Even if you don't check for magic quotes, it's usually a good idea (for login names, etc...) to manually check them with regex's.  You're using e-mail as a login, so I'll go with that:

function checkemail($str)
{
$matches = array();

preg_match("/^[\d\w\/+!=#|$?%{^&}*`'~-]
[\d\w\/\.+!=#|$?%{^&}*`'~-]*@
[A-Z0-9]
[A-Z0-9.-]{0,61}
[A-Z0-9]\.
[A-Z]{2,6}$/i",
$email,
$matches
);

return isset
}

function is_valid_email_address($email)
{
       $qtext = '[^\\x0d\\x22\\x5c\\x80-\\xff]';
       $dtext = '[^\\x0d\\x5b-\\x5d\\x80-\\xff]';
       $atom = '[^\\x00-\\x20\\x22\\x28\\x29\\x2c\\x2e\\x3a-\\x3c'.
'\\x3e\\x40\\x5b-\\x5d\\x7f-\\xff]+';

       $quoted_pair = '\\x5c\\x00-\\x7f';
       $domain_literal = "\\x5b($dtext|$quoted_pair)*\\x5d";
       $quoted_string = "\\x22($qtext|$quoted_pair)*\\x22";
       $domain_ref = $atom;
       $sub_domain = "($domain_ref|$domain_literal)";
       $word = "($atom|$quoted_string)";
       $domain = "$sub_domain(\\x2e$sub_domain)*";
       $local_part = "$word(\\x2e$word)*";
       $addr_spec = "$local_part\\x40$domain";

       return preg_match("!^$addr_spec$!", $email) ? 1 : 0;
   }
I pulled both off of php.net's preg_match function page, but the first wasn't a function.  Basically, you should check the user input before you get anywhere close to using what they give you in an SQL query.
Grif: Yeah, and the people in the red states are mad because the people in the blue states are mean to them and want them to pay money for roads and schools instead of cool things like NASCAR and shotguns.  Also, there's something about ketchup in there.

Warrior

Well yea, didn't read the part about the email as authentication. You can even go a step further and authenticate the email's host. Of course that's only if you're a real hardass.
Quote from: effect on March 09, 2006, 11:52 PM
Islam is a steaming pile of fucking dog shit. Everything about it is flawed, anybody who believes in it is a terrorist, if you disagree with me, then im sorry your wrong.

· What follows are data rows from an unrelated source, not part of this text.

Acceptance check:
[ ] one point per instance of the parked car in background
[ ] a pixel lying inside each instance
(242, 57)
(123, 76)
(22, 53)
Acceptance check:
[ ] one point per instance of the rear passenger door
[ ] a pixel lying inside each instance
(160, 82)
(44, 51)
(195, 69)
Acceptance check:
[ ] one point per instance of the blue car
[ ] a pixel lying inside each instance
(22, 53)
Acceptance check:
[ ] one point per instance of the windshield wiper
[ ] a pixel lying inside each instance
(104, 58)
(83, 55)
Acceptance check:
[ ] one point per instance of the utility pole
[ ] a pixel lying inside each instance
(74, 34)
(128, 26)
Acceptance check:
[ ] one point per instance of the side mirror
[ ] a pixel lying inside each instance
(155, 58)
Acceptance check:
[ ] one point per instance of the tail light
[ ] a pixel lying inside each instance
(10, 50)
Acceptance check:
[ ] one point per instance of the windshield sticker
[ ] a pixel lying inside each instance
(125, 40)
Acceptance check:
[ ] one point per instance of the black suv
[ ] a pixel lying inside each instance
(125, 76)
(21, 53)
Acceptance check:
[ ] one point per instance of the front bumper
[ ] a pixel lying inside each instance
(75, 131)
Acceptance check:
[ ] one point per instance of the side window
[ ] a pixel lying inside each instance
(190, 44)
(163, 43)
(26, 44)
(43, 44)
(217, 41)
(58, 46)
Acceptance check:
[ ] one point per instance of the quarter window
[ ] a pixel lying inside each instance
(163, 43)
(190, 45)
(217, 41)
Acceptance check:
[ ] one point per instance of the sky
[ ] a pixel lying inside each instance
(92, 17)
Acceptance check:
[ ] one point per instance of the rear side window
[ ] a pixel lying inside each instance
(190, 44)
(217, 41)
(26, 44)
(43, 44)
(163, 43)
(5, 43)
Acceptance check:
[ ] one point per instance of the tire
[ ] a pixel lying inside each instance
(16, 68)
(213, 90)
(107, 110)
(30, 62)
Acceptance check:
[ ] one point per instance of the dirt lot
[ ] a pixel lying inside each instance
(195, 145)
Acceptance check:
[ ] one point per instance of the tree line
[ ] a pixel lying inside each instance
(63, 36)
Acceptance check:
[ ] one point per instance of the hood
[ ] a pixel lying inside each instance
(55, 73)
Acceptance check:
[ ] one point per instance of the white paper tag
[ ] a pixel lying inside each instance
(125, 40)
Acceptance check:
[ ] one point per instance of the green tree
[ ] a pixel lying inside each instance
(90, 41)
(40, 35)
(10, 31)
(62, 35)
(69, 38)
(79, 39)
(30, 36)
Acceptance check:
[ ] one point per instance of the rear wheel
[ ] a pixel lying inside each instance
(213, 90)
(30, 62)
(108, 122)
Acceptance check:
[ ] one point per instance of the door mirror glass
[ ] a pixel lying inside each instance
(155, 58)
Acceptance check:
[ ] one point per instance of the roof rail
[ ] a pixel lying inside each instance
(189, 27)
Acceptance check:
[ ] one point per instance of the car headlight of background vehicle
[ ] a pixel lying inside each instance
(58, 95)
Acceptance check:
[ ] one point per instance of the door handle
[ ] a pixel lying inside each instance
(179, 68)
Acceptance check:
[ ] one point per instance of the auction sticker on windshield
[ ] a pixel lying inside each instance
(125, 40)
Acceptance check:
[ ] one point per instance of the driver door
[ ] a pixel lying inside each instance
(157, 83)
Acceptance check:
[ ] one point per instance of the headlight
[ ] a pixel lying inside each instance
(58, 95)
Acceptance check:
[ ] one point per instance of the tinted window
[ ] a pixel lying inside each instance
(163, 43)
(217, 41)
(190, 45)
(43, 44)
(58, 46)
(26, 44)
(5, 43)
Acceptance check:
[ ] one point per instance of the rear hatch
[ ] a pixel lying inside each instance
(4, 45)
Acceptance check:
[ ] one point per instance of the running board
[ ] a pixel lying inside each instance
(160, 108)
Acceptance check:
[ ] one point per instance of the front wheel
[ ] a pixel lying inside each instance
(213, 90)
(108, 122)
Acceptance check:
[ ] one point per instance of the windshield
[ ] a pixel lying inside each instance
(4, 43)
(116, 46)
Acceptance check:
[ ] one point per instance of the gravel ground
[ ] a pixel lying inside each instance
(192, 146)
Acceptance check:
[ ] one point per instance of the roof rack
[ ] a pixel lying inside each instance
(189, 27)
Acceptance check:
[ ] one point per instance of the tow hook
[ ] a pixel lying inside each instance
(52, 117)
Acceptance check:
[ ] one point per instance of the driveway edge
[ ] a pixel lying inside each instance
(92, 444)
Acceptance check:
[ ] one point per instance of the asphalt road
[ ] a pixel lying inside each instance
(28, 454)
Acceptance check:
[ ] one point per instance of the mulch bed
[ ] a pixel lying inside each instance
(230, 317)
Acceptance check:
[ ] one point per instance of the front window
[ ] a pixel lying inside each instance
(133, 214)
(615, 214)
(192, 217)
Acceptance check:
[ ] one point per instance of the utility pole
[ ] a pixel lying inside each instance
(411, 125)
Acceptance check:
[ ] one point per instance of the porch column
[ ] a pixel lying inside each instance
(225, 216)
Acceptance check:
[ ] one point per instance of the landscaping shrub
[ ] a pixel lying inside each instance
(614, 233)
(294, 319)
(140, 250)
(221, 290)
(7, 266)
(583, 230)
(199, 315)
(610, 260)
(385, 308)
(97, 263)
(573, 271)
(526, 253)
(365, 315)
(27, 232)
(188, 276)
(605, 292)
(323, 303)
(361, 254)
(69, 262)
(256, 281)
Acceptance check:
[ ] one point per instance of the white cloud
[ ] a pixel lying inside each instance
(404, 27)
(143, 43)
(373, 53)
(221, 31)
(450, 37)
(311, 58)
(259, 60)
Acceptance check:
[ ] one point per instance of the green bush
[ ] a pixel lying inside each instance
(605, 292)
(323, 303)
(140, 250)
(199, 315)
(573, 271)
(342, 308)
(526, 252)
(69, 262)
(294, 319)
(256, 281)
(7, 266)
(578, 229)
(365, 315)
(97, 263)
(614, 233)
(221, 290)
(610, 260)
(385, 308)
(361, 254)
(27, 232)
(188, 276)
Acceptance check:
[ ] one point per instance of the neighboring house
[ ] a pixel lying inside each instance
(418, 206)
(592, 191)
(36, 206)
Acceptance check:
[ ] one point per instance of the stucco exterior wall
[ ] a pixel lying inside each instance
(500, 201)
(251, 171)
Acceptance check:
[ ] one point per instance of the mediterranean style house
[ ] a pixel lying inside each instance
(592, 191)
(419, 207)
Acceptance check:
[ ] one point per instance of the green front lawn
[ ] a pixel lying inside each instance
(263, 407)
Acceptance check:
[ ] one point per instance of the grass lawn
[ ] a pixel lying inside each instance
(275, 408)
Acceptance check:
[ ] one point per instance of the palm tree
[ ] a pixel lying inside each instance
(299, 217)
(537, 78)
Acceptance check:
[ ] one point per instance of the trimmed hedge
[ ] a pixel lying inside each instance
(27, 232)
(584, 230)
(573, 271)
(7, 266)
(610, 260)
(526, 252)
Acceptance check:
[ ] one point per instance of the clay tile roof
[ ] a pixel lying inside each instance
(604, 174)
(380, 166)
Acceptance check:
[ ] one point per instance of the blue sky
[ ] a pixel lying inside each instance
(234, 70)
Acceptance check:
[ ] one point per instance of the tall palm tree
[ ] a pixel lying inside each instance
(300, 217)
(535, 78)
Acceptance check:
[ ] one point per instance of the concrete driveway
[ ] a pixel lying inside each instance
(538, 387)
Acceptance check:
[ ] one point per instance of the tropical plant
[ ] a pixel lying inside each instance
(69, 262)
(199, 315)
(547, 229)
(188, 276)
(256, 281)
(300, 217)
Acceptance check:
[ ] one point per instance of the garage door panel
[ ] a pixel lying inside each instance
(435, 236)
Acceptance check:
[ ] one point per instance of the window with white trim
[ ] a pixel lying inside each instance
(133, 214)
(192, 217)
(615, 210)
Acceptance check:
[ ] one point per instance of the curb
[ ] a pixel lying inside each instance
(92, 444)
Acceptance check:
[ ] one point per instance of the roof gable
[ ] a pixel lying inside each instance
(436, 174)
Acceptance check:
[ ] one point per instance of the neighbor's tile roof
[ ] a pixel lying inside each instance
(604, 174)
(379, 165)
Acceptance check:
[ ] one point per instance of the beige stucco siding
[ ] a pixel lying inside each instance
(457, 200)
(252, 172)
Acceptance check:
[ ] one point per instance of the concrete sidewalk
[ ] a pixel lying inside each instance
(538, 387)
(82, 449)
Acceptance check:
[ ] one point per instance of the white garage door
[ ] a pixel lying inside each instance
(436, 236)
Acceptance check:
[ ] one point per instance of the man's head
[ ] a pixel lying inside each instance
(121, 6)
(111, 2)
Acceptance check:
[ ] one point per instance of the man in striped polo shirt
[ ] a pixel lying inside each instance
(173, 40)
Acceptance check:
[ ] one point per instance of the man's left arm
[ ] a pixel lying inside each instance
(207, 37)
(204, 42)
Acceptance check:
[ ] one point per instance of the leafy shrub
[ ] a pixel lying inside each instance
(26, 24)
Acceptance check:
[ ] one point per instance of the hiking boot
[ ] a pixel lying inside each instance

Quote from: Rule on May 07, 2006, 01:30 PM
Why don't you stop being American and start acting like a decent human?

rabbit

Or anal about that sort of thing...

Anyway, it's best to ensure magic quotes are on, regardless of other checks you (should be doing) use.
Grif: Yeah, and the people in the red states are mad because the people in the blue states are mean to them and want them to pay money for roads and schools instead of cool things like NASCAR and shotguns.  Also, there's something about ketchup in there.

warz

Hm. Well, I'll check that out. I do use that email check function found on the php.net page. I've been lazy lately and the production on that site has slowed down a lot. lol.